Таким образом, из страха быть сделанным пленником Карл тихо вошел в военную тюрьму замка Карисбрук. Сама безопасность этой тюрьмы, однако, могла сбить губернатора с толку. Другое бегство могло быть возможным; и снова бегство было организовано. Это читается как какой-то лист, вырванный из записей сумасшедшего госпиталя, чтобы услышать его обстоятельства и конкретный пункт, на котором оно раскололось. Карл должен был совершить свой выход через окно. Это окно, однако, было огорожено железными прутьями; и эти прутья были до определенной степени проедены «aqua fortis». Король преуспел в просовывании своей головы, и на этот результат он полагался для своего бегства; ибо он соединил это испытание со следующим странным максимом или постулатом, а именно, что везде, где голова могла пройти, там вся персона могла пройти.
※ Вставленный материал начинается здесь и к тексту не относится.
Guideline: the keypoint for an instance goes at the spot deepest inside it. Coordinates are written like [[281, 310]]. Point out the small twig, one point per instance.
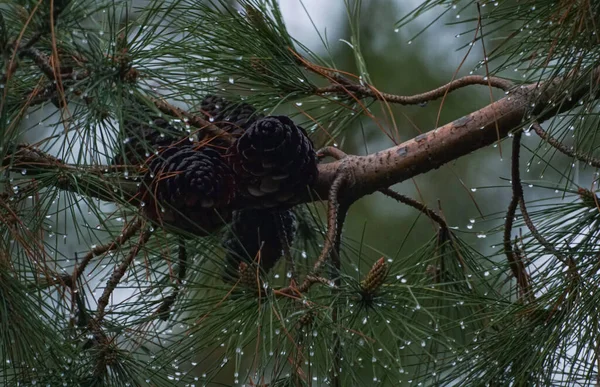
[[369, 91], [127, 233], [331, 151], [164, 309], [332, 228], [115, 278], [516, 264], [561, 147], [417, 205]]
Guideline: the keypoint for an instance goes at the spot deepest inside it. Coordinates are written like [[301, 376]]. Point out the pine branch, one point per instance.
[[370, 91]]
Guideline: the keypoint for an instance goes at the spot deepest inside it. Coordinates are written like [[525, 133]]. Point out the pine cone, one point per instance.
[[253, 231], [189, 189], [234, 118], [143, 140], [375, 277], [274, 160]]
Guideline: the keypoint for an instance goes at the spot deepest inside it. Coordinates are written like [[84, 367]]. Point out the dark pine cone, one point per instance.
[[255, 230], [189, 189], [143, 140], [234, 118], [275, 160]]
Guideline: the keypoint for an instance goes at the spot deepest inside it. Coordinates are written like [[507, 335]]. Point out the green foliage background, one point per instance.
[[461, 325]]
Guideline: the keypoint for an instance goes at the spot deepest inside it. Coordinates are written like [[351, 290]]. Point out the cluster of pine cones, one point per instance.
[[191, 186]]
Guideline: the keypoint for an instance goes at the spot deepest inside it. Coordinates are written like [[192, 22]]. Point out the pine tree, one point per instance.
[[179, 188]]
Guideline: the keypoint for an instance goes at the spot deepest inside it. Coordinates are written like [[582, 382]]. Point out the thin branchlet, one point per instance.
[[369, 91], [117, 275], [515, 263]]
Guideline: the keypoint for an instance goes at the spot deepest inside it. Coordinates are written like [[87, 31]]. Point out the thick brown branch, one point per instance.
[[368, 174], [449, 142]]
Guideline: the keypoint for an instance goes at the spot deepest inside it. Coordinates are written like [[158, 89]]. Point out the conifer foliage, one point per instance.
[[167, 219]]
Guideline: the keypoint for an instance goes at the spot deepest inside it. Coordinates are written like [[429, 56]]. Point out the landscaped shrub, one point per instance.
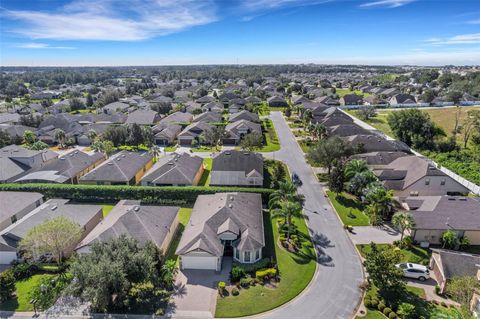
[[235, 291], [166, 195], [24, 270], [250, 268], [7, 285], [237, 273], [266, 274], [221, 288]]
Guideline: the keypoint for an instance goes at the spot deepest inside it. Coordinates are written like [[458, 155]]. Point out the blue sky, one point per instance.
[[155, 32]]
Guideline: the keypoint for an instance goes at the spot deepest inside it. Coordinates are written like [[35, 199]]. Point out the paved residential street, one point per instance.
[[334, 292]]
Не нужно говорить, что в конечном эксперименте это абсурдное правило оказалось не соответствующим действительности. Король застрял около груди и плеч и был извлечен с некоторой трудностью. Если бы даже было иначе, попытка провалилась бы; ибо, глядя вниз из-за железных прутьев, король увидел в несовершенном свете число людей, которые не были среди его сообщников.
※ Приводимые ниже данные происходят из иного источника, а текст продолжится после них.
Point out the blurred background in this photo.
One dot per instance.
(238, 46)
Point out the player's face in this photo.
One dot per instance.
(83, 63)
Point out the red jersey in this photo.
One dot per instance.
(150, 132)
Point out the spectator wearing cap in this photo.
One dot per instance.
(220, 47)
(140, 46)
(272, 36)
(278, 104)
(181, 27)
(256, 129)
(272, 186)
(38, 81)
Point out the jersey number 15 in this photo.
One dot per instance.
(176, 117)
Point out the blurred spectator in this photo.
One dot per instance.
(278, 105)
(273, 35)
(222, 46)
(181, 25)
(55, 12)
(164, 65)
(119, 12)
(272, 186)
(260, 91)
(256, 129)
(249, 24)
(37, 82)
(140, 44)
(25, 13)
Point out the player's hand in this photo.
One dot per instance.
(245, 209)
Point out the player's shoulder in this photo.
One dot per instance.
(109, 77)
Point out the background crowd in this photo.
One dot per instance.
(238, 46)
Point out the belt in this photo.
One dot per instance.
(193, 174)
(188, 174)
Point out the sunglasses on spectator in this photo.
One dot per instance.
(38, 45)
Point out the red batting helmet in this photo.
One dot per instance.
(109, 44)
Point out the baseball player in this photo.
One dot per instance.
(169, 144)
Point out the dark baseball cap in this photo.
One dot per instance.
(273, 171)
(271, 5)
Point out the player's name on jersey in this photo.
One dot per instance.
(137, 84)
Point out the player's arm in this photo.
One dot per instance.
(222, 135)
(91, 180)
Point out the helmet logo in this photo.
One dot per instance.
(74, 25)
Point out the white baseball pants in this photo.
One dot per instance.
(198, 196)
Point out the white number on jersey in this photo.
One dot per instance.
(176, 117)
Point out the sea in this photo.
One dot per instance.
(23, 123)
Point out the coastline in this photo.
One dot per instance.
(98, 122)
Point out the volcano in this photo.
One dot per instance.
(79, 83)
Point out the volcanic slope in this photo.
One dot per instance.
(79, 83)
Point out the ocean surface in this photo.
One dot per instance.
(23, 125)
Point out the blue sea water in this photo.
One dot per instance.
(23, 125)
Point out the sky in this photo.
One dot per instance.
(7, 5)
Равными по глупости, почти 150 лет спустя, были несколько попыток бегства, организованных от имени французской королевской семьи. Неудачное бегство в Варенн теперь знакомо всему миру и обвиняет здравый смысл самого короля не меньше, чем его друзей. Организации для встречи с кавалерийским эскортом не могли быть хуже управляемы, если бы они были доверены детям. Но даже общий контур схемы, бегство в коллективной семейной партии — отец, мать, дети и слуги — и сам король, чьи черты были известны миллионам, даже не удаляя себя от публичного взгляда на станциях для смены лошадей — все это рассчитано на то, чтобы сбить с толку и опечалить жалеющего читателя идеей, что какое-то сверхъестественное ослепление сбило с толку предопределенных жертв. Тем временем более раннее бегство, чем это в Варенн, было запланировано, а именно в Брюссель. Подготовки для этого, которые были рассказаны мадам де Кампан, были проведены с пренебрежением к скрытности, еще более поразительным для людей обычного здравого смысла. «Вам действительно нужно бежать вообще?» — был бы вопрос многих сумасшедших; «если вы делаете, конечно, вы нуждаетесь также в маскировке ваших подготовок к бегству».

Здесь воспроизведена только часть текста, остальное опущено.